BOOK REVIEWS
|
ALL SAINTS. By Liam Callanan. Delacorte, 278 pages, $23, hardcover.
|
Sins of a self-absorbed woman
By Jane Davis
Special to THE DAILY
Emily Hamilton is a thrice-married theology teacher in a California Catholic high school. She knows lots of trivia about saints and church history but very little about who she is or who she wants to be. Despite this she is very narcissistic, so it’s no surprise the book is written in the first person since her opinions alone are worthy — as she sees things.
Although she works with youths every day, she remains unobservant and tells the reader only what she deems important, meaning she omits a great deal.
We learn Emily is in love with one of the priests on the faculty even though he sees the relationship in a different way. They share cigarettes confiscated from students as they stand on the rooftop and gaze at the ocean. Their friendship is tested when Emily begins a relationship with one of her students. The author casts the student at age 18, perhaps hoping to mollify the readers’ outrage at such a violation of student-teacher connections.
Emily is unremorseful and unrepentant as she tries to justify her actions, knowing there is no excuse for her behavior.
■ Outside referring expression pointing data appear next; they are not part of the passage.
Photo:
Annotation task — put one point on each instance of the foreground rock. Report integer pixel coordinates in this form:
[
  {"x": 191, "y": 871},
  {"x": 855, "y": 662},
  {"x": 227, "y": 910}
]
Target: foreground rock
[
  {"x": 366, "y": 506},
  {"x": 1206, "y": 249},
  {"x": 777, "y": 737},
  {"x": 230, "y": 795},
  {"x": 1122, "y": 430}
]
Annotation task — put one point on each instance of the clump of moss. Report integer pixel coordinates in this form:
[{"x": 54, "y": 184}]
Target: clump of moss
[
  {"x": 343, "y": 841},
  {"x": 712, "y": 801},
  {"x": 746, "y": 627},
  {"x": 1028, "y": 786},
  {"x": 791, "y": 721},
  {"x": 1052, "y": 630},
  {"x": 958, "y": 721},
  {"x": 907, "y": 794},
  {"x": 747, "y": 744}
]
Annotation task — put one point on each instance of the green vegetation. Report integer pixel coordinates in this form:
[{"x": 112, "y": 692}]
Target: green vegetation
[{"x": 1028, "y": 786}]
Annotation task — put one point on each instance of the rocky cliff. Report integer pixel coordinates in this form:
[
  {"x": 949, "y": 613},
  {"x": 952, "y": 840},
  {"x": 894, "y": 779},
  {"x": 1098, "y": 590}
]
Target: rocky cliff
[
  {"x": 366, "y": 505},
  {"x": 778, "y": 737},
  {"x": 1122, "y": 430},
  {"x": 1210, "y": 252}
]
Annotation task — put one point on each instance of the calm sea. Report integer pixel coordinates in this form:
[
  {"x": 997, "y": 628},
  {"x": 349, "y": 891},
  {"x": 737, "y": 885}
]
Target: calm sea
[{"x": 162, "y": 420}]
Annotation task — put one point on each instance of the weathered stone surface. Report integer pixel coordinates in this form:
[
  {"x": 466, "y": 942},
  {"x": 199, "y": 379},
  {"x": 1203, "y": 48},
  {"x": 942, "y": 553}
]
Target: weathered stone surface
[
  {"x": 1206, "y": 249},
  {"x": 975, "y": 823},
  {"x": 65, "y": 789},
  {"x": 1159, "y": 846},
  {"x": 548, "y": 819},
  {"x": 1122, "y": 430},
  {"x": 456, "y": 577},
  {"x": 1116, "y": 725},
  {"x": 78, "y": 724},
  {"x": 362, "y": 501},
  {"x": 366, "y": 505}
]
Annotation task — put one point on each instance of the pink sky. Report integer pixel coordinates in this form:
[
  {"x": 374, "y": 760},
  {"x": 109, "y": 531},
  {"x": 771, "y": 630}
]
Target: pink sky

We learn of her own past — shallow and devoid of love. She fails to discover how to overcome her shortcomings and improve her world. When students genuinely reach out to her, she ignores their efforts and substitutes her own fantasies for reality. In some ways she never matured past adolescence and therefore is incapable of giving young people the assistance they so desperately desire.
Terminal illness, suicide, premature death — nothing is as important as how Emily chooses to see the world. What a disappointment. The first chapters held promise but then it was apparent the “world of Emily Hamilton” is a fallen and hopeless one.